Stone's Fall

Stone's Fall Stone's Fall by Iain Pears


My rating: 4 of 5 stars
Stone’s Fall is a historical novel, no doubt. The atmosphere and scenes are steeped in the 19th century – even the language, if I may assert. In essence, though, this novel is a thriller; and one of the best I’ve ever read, even if I ever read one only occasionally.

It has all the usual elements of that genre: intrigue, espionage, sex. These are the main ingredients, but then Spears throws in more stuff: a little bit of the supernatural in the form of séance, and near the end of the book, we realize there has been incest.

The start of the novel shows us the first main character, Matthew Braddock as an old man attending the funeral of a woman he once worked for and fell in love with. The woman is Elizabeth, who had hired him to investigate the death of her husband. She did not believe it was an accident, his falling from a window. Besides, she wanted to find out why he had left a huge sum of money to a child she never even knew existed.

The book is compartmentalized into three sub-books or sections The first has Matthew working for Elizabeth, the second has one Henry Cort working as a spy for the British government; and the last has Elizabeth’s husband, John Stone telling his side of the story, before his death.

So, you can imagine these would make up quite a hefty novel of over 600 pages.
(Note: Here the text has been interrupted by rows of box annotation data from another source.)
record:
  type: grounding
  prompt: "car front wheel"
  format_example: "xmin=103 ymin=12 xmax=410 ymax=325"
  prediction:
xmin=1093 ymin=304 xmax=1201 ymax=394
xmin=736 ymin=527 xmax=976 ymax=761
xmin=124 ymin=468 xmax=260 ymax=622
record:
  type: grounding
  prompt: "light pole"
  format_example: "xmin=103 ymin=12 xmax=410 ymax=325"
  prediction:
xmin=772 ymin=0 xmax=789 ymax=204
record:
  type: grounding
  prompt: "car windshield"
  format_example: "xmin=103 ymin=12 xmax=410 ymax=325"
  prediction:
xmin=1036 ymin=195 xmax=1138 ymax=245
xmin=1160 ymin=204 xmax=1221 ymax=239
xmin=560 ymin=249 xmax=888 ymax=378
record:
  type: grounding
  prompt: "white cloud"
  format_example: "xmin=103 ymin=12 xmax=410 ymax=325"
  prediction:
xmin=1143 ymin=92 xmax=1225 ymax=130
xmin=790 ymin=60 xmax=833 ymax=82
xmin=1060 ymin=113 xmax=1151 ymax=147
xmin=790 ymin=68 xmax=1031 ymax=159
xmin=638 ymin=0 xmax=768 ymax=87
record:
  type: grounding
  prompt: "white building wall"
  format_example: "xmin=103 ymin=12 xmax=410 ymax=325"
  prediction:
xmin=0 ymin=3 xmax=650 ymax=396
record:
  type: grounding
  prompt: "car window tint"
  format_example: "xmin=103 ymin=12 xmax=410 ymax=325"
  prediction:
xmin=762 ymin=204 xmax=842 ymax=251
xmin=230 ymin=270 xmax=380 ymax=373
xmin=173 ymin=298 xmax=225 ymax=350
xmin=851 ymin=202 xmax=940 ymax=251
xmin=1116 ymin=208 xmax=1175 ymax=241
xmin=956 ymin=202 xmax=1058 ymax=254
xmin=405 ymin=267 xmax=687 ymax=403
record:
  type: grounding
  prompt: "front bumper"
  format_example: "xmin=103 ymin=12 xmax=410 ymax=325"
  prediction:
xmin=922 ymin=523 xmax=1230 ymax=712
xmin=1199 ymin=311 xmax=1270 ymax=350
Let me tell you, reading it in my Pocket PC took over 3000 flipping of pages! But, despite this, I never tired of it, as the story and the plot thicken with every page.

In the end, Stone’s Fall took me quite a bit of time to finish. At times Pears gives the reader too much dry information about the world of banking and finance, for example. However, when I was approaching the few final chapters of the third book, I couldn’t put the book (or rather the PPC) down. Like any good thriller with spies and intrigues, it has a good dose of explosions in the end. Verdict: this, very cliché, but very unputdownable.